Devant un centre commercial de Sarajevo, deux écrans géants avaient été installés pour diffuser les matchs
de la Coupe du monde.
Au départ de Paris, j'ai fait une escale à Zagreb, dans un tout petit aéroport, où j'ai pris mon avion pour Sarajevo. Dans la capitale de Bosnie, l'aéroport est tout aussi petit. Et quand on arrive à 22 h 50, il n'y a pas tellement d'action. Les douaniers estampillent les passeports sans esquisser le moindre sourire. Tout ce qu'ils veulent, c'est quitter pour la maison.
Mon chauffeur de taxi était bien heureux de m'avoir comme client. C'était son dernier voyage de la soirée. Dans les rues, sur le chemin vers l'auberge de jeunesse, on croisait de nombreuses voitures arborant le drapeau de la Bosnie. Déjà, c'était la célébration. On attendait avec impatience le match de Coupe du monde qui devait s'amorcer à minuit, heure locale.
À l'auberge, justement, pas un bruit, pas un chat. Seulement l'employé sacrifié qui devrait se taper le match de foot dans la cuisine de l'endroit pendant que toute la ville trimbalerait sa passion dans les rues.
Pour moi, pauvre inculte du ballon rond, juste le temps de prendre une douche pour rafraîchir mon décalage horaire et je piétinais le pavé de la vieille ville.
Il faut s'entendre, la Bosnie n'avait que très peu de chances de passer le premier tour de la Coupe du monde.

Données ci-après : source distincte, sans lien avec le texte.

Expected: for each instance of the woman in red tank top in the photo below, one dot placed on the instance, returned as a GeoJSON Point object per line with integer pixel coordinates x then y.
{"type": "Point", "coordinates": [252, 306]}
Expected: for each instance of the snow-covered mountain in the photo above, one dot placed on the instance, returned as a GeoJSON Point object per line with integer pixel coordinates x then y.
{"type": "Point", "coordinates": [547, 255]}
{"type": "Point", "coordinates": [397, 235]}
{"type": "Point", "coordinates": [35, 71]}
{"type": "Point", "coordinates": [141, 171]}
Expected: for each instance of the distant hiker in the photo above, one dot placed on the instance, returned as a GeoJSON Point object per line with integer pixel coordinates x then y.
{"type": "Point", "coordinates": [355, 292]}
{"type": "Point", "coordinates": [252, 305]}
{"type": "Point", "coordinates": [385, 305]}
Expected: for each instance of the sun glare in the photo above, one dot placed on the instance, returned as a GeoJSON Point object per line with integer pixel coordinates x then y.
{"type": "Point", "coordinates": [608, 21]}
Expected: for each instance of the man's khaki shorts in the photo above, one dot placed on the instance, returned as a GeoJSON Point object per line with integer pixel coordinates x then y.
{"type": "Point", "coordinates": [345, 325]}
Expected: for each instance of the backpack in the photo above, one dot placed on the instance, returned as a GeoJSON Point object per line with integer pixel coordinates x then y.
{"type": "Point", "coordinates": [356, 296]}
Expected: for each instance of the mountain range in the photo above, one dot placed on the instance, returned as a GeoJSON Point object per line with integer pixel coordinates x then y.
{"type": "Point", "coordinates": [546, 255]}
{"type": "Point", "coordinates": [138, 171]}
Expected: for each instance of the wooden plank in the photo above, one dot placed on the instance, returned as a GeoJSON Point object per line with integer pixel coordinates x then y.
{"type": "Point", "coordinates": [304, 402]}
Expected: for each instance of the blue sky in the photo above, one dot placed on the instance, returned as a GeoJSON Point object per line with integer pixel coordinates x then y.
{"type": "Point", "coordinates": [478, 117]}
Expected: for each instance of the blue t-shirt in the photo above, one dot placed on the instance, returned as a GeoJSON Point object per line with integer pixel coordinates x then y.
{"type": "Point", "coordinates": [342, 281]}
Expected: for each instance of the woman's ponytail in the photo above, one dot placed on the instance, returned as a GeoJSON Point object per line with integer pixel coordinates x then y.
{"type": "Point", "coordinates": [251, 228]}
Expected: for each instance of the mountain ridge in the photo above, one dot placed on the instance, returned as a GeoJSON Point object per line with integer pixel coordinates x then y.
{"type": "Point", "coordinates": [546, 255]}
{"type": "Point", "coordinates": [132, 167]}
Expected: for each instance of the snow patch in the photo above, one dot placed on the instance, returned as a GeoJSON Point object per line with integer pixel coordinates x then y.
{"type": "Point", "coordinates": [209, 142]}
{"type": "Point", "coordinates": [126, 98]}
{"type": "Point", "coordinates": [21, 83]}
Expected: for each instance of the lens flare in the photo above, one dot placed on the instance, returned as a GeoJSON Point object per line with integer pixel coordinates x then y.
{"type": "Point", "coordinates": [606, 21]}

Mais ce soir-là, à leur deuxième match de toute l'histoire de l'événement, ils affrontaient le Nigéria. Une équipe prenable, paraît-il.
Au premier coin de rue, une ruelle qui constitue une énorme terrasse pour tous les bars situés de chaque côté, est remplie d'écrans diffusant le match. Difficile d'apercevoir un siège inoccupé, alors que tous encouragent l'équipe locale.
Même scénario tout au long de la principale rue piétonnière. Les terrasses sont remplies de partisans, tantôt couverts du drapeau national, tantôt portant un chapeau de tissu aux couleurs de la Bosnie.
Plus loin, une voiture de police bloquait la route pour permettre aux fêtards de regarder le match sur l'un des deux écrans géants installés devant un imposant centre commercial. La foule débordait de tous les côtés. Même sur la pointe des pieds, on ne voyait pas grand-chose.
Avec comme meilleure vue le dos d'un étranger devant moi, j'ai entendu la masse s'énerver. Cris! Traduction : la Bosnie venait de marquer. Les feux d'artifice ont aussitôt été lancés. Bon, peut-être que je m'emporte. Il s'agissait de pétards lumineux rouges...
Mais la célébration a été de courte durée. D'abord, le but a été refusé. Hors-jeu. Ou une autre règle qui ne faisait pas l'affaire de la foule. Ensuite, parce que le Nigéria n'a mis que quelques minutes pour marquer son premier et seul but, ce qui serait suffisant pour leur permettre de l'emporter.
Gagne ou perd, la Bosnie avait déjà accompli beaucoup en participant à la Coupe du monde. Et les Bosniaques l'avaient compris. Ils ont célébré jusqu'aux petites heures du matin, pendant que moi, je rentrais me coucher avec me décalage.